State makes gains with public health, infectious diseases, but it must do more

Four out if 10. That’s a failing grade on any scale.

West Virginia only met four out of 10 standards in recent reports released by the Trust for America’s Health and the Robert Wood Johnson Foundation. But the state is in good company.

The report found that outdated systems and limited resources are hampering the nation’s ability to prevent and control infectious disease outbreaks, and West Virginia is certainly among the states lagging in their approach.

That includes failing to meet benchmarks for flu and whooping cough vaccinations; not maintaining or increasing funding for public health programs from the 2011-2012 to 2012-2013 fiscal year; not vaccinating at least half of its population ages 6 and up during last year’s flu season; and failing to meet a federal goal of vaccinating 90 percent of preschoolers against whooping cough.

The state also failed to require or fund a cervical cancer vaccine for teens, or provide education about the vaccine for the sexually transmitted HPV; lacks a plan for severe weather, air quality and other environmental threats that affect health; and the state didn’t evaluate an emergency management plan through a real event or exercise in 2012-13.

Those are the issues.

There are things that West Virginia has been very proactive and progressive with when it comes to some programs.

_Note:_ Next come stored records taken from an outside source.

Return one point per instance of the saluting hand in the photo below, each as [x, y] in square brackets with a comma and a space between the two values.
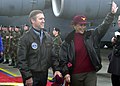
[114, 7]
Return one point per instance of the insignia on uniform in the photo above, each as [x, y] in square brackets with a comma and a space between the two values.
[34, 45]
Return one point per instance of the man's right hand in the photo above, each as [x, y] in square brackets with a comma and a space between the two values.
[29, 82]
[67, 78]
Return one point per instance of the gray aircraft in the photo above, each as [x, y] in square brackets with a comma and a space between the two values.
[58, 13]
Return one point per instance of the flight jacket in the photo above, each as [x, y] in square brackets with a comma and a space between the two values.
[32, 55]
[92, 40]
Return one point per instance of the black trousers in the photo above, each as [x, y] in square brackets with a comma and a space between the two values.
[115, 80]
[39, 78]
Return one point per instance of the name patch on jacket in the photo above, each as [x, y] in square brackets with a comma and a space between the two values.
[34, 45]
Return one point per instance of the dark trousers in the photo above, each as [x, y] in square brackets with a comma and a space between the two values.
[115, 80]
[39, 78]
[84, 79]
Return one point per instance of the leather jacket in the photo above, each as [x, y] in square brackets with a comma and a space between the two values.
[92, 40]
[32, 55]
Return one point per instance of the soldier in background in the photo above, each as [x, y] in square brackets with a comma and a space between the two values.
[6, 44]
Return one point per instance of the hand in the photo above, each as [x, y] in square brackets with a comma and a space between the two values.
[114, 7]
[29, 82]
[67, 78]
[57, 73]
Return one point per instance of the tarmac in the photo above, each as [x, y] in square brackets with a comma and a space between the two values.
[101, 73]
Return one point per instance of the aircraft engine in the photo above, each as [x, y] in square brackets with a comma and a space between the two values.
[20, 7]
[93, 9]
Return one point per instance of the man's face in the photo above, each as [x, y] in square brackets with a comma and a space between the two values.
[39, 22]
[80, 28]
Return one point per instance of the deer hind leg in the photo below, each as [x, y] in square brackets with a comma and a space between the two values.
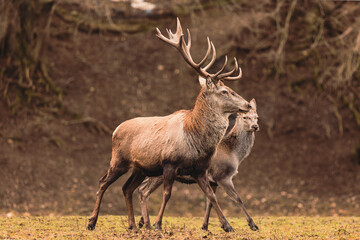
[129, 187]
[113, 173]
[204, 184]
[148, 186]
[229, 188]
[169, 175]
[208, 210]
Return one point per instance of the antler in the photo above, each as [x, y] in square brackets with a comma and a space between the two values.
[177, 40]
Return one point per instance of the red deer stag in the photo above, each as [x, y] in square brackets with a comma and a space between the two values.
[232, 150]
[178, 144]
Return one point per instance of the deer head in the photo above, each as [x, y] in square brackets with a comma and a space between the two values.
[218, 95]
[249, 120]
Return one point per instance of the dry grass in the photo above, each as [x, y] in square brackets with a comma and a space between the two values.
[114, 227]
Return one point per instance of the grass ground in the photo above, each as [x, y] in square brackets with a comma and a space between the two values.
[114, 227]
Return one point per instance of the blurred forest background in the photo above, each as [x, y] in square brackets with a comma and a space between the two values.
[72, 70]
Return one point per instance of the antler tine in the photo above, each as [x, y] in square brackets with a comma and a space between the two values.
[206, 55]
[231, 72]
[174, 38]
[235, 77]
[213, 58]
[222, 69]
[225, 76]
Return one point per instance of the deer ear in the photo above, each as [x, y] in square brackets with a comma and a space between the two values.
[202, 81]
[206, 82]
[253, 103]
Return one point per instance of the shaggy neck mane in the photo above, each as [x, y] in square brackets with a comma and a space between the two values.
[204, 125]
[239, 137]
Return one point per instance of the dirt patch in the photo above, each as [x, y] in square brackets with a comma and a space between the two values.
[51, 162]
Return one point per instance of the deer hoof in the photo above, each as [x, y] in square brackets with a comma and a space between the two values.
[204, 227]
[141, 222]
[92, 223]
[158, 226]
[253, 226]
[227, 227]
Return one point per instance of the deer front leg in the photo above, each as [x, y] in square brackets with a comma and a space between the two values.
[208, 210]
[129, 187]
[229, 188]
[111, 176]
[169, 175]
[148, 186]
[204, 184]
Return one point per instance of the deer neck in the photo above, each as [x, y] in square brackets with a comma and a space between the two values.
[239, 141]
[205, 125]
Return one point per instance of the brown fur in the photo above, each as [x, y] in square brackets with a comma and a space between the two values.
[231, 151]
[178, 144]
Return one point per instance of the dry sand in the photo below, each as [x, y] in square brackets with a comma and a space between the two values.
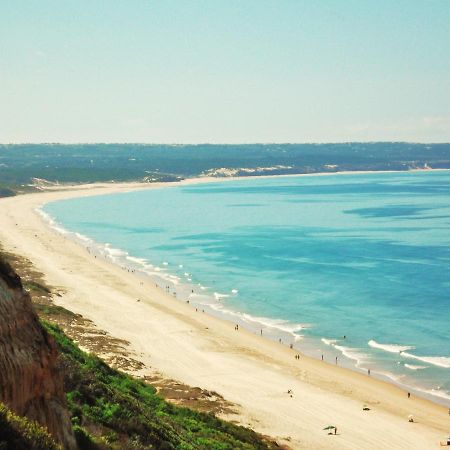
[171, 337]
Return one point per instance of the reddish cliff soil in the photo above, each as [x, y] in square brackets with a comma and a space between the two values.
[30, 382]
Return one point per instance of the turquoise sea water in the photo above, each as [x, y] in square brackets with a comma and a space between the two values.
[308, 260]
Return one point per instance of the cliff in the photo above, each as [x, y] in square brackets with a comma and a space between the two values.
[30, 383]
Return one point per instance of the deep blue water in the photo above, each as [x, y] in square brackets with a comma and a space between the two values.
[305, 259]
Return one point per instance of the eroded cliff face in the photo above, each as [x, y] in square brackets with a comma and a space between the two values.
[30, 382]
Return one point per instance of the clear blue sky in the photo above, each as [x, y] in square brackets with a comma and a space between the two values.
[192, 71]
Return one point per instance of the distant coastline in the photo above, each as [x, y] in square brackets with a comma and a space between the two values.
[199, 349]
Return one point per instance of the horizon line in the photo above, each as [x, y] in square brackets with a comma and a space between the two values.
[173, 144]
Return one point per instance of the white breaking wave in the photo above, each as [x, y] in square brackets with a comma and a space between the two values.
[439, 361]
[140, 261]
[413, 367]
[353, 354]
[391, 348]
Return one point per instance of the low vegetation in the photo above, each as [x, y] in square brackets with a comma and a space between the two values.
[19, 433]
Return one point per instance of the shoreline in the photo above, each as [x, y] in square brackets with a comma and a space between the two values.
[201, 350]
[253, 324]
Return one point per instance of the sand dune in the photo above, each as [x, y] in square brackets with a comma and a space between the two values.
[171, 337]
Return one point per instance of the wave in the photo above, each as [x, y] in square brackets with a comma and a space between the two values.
[329, 341]
[140, 261]
[439, 361]
[353, 354]
[413, 367]
[391, 348]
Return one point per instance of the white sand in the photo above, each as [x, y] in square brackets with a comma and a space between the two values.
[203, 351]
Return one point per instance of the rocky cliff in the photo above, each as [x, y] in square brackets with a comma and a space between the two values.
[30, 382]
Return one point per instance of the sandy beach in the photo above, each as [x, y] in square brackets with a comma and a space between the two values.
[169, 336]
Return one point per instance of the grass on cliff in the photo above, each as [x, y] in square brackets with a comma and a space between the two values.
[111, 410]
[19, 433]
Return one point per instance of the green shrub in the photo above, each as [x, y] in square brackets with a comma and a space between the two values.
[19, 433]
[109, 403]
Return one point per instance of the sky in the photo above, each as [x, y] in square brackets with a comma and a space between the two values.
[224, 71]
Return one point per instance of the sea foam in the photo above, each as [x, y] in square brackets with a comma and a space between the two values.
[391, 348]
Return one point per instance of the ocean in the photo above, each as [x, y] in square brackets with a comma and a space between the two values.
[354, 267]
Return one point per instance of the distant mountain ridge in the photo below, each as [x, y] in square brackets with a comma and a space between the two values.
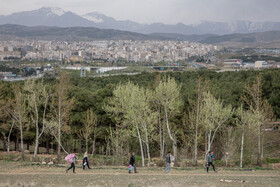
[19, 32]
[49, 16]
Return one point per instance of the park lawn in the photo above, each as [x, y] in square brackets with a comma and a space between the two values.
[28, 174]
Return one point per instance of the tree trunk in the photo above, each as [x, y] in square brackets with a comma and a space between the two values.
[8, 147]
[197, 120]
[195, 147]
[58, 147]
[161, 152]
[170, 136]
[148, 147]
[262, 146]
[93, 146]
[80, 145]
[259, 162]
[141, 146]
[241, 151]
[16, 143]
[205, 149]
[37, 130]
[48, 145]
[86, 144]
[36, 144]
[21, 141]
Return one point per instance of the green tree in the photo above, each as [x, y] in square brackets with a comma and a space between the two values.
[168, 96]
[214, 115]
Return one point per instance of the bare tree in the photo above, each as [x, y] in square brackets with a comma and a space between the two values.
[214, 115]
[168, 96]
[130, 107]
[37, 98]
[261, 108]
[18, 113]
[228, 138]
[89, 126]
[61, 107]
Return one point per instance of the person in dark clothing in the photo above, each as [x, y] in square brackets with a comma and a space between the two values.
[210, 162]
[72, 165]
[168, 162]
[132, 163]
[85, 161]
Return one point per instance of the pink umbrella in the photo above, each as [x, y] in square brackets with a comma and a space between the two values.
[69, 158]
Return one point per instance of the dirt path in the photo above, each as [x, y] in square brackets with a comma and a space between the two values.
[141, 174]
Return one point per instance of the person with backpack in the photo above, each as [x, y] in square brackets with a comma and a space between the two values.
[209, 159]
[168, 162]
[85, 161]
[73, 160]
[132, 163]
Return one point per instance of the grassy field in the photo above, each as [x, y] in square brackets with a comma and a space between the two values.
[30, 174]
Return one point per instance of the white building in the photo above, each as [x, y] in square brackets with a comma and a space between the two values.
[261, 64]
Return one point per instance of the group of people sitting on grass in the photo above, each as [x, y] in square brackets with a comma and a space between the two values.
[73, 161]
[71, 158]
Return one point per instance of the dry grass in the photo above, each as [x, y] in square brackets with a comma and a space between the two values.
[26, 174]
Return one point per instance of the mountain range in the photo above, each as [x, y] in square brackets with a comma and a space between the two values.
[50, 16]
[270, 39]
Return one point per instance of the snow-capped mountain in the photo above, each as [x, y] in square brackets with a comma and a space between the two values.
[52, 16]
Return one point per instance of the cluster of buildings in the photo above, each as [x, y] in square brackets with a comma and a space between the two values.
[238, 63]
[136, 51]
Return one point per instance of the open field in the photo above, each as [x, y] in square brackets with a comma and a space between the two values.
[28, 174]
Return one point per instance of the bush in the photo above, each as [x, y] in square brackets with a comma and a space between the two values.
[160, 163]
[271, 160]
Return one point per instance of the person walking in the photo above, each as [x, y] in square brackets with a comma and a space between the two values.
[72, 163]
[168, 162]
[85, 161]
[210, 162]
[132, 163]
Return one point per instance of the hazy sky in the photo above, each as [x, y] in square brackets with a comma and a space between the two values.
[165, 11]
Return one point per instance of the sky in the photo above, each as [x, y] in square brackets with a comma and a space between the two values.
[163, 11]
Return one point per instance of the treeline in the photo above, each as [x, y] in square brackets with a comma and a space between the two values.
[150, 113]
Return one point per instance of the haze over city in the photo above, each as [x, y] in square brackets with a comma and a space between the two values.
[163, 11]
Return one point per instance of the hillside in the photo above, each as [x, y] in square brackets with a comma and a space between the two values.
[11, 32]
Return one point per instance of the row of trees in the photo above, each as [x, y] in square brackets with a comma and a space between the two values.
[148, 118]
[147, 114]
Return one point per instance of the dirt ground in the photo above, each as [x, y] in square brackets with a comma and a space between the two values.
[28, 174]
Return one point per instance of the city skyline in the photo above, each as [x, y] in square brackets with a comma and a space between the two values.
[166, 11]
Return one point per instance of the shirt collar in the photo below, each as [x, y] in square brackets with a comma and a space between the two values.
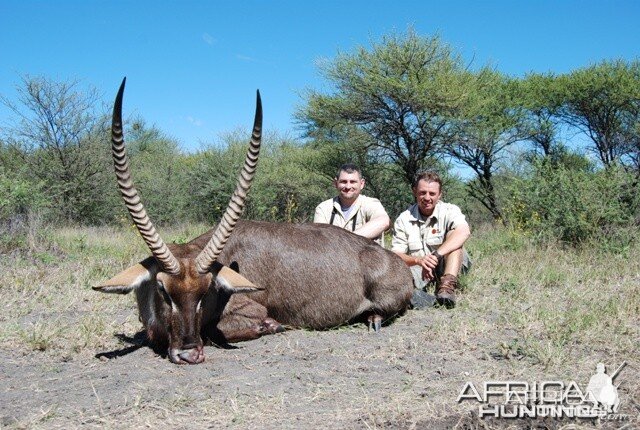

“We believe (the state) is doing a good job at protecting against infectious disease threats, but we are always looking for ways to improve,” said Allison Adler, spokeswoman for the Department of Health and Human Resources.

We can improve, and we need to. West Virginia has the opportunity to surge ahead of many states and serve as an example by concentrating on areas of public health that are lagging.

Just because we’ve made huge gains when it comes to public health and infectious diseases, we cannot afford to rest on our laurels.

“We can’t become complacent against the threat that they pose,” said Jeffrey Levi, executive director of the group that completed the nationwide study.

We must constantly work to ensure that whether it be a normal day, a catastrophic event or a public health crisis, we are prepared.